Hence, to overcome the shortcomings of clopidogrel associated mainly with CYP2C19 metabolism, we have developed a novel anti-platelet agent AT-10 (2-oxo-clopidogrel bisulfate), which is a clopidogrel derivative that is metabolically converted in one CYP-dependent step, to produce the active metabolite similar to the approved listed drug Plavix. The metabolic pathway of clopidogrel and AT-10 is depicted in figure 1.
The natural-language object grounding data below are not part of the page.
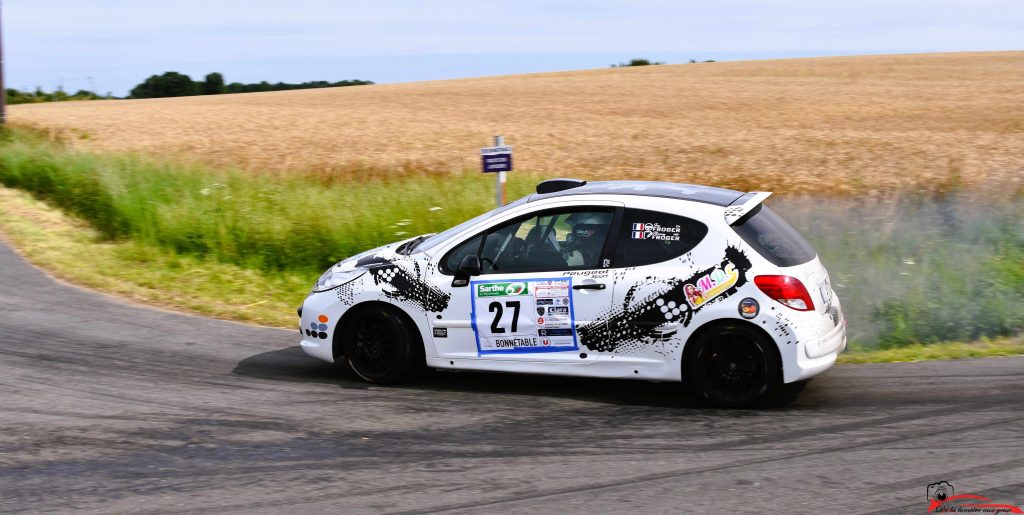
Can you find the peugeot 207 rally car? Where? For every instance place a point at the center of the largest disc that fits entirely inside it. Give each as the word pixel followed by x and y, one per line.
pixel 652 281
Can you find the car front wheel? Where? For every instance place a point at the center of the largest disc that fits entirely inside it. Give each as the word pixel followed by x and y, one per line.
pixel 734 367
pixel 382 346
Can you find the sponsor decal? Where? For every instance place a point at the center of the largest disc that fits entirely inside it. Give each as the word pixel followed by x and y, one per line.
pixel 656 231
pixel 554 332
pixel 504 318
pixel 639 319
pixel 711 285
pixel 942 499
pixel 749 308
pixel 511 343
pixel 501 289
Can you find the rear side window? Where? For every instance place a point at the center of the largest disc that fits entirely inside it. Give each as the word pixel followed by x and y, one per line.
pixel 772 238
pixel 651 237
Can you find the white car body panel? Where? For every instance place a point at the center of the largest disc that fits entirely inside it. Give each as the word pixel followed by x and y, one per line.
pixel 613 329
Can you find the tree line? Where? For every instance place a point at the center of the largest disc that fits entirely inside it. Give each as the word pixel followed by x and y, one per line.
pixel 172 84
pixel 18 96
pixel 175 84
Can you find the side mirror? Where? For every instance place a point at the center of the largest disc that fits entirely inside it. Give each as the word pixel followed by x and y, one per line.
pixel 469 266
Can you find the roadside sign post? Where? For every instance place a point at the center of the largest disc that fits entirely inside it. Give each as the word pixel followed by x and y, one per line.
pixel 498 159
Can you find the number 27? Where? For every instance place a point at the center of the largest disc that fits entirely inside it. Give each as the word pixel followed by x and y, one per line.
pixel 497 306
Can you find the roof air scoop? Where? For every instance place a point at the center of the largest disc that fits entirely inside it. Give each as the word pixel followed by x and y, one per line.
pixel 552 185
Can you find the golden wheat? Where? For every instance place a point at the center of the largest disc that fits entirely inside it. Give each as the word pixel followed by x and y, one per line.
pixel 842 125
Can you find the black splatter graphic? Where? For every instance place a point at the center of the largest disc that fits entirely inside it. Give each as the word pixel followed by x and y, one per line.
pixel 407 286
pixel 639 324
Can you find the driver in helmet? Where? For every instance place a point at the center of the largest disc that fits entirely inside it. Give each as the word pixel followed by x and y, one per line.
pixel 583 244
Metabolic pathway of Clopidogrel.
AT-10 has the same chemical structure as that of 2-oxo-clopidogrel. It can exist in four chiral isomers: SS, SR, RR and RS. In clopidogrel, one chiral carbon has S-configuration fixed; thus, 2-oxo-clopidogrel metabolite of clopidogrel can exist in two chiral isomers (SS and SR). AT-10 is a single diastereomer of 2-oxo-clopidogrel having 7aS, 2S-configuration that generates the active metabolite H4 similar to clopidogrel. AT-10 is an isomerically purified form (7aS,2’S-configuration) of 2-oxo-clopidogrel, which is a desired intermediate metabolite formed during the in vivo bioactivation of the dosed drug clopidogrel. More recently, similar approach in this therapeutic area has been adopted by some researchers for their novel ester prodrug, Vicagrel as an antiplatelet drug.19
The response to AT-10 may not be influenced by genetic CYP2C19 polymorphisms to the extent of its influence in clopidogrel, thus eliminating the need for characterisation of clopidogrel responsiveness and thereby maintaining effectiveness in all patients, including those patients who are identified as CYP2C19 PMs and intermediate metabolisers. Prior to this Indian phase 1 study, one proof of concept clinical study was performed with an objective of evaluating and establishing the dose-response relationship of single and multiple doses of AT-10 ranging from 7.5 mg to 40 mg in healthy human subjects where 40 mg dose of AT-10 was found to be safe, well-tolerated and comparable with the clopidogrel 300 mg dose with regard to % inhibition of platelet aggregation (IPA) at 6 hours following the single loading dose (LD). Hence, AT-10 40 mg was selected as the LD. Since the maintenance dose (MD) of clopidogrel (75 mg) is a quarter of the LD of clopidogrel (300 mg), 10 mg dose of AT-10 (a quarter of the LD, 40 mg) was selected as the MD in this study. Thus, in light of promising data obtained from earlier studies, we first time evaluated safety, tolerability, pharmacodynamics and pharmacokinetics of AT-10 in healthy Indian subjects in comparison with standard dosage regimen of clopidogrel. It is important to note that AT-10 is an intermediate metabolite in the metabolic pathway of clopidogrel to its active metabolite. Therefore, this study does not represent the first exposure of AT-10 in humans. It does, however, represent the direct administration of AT-10 to humans.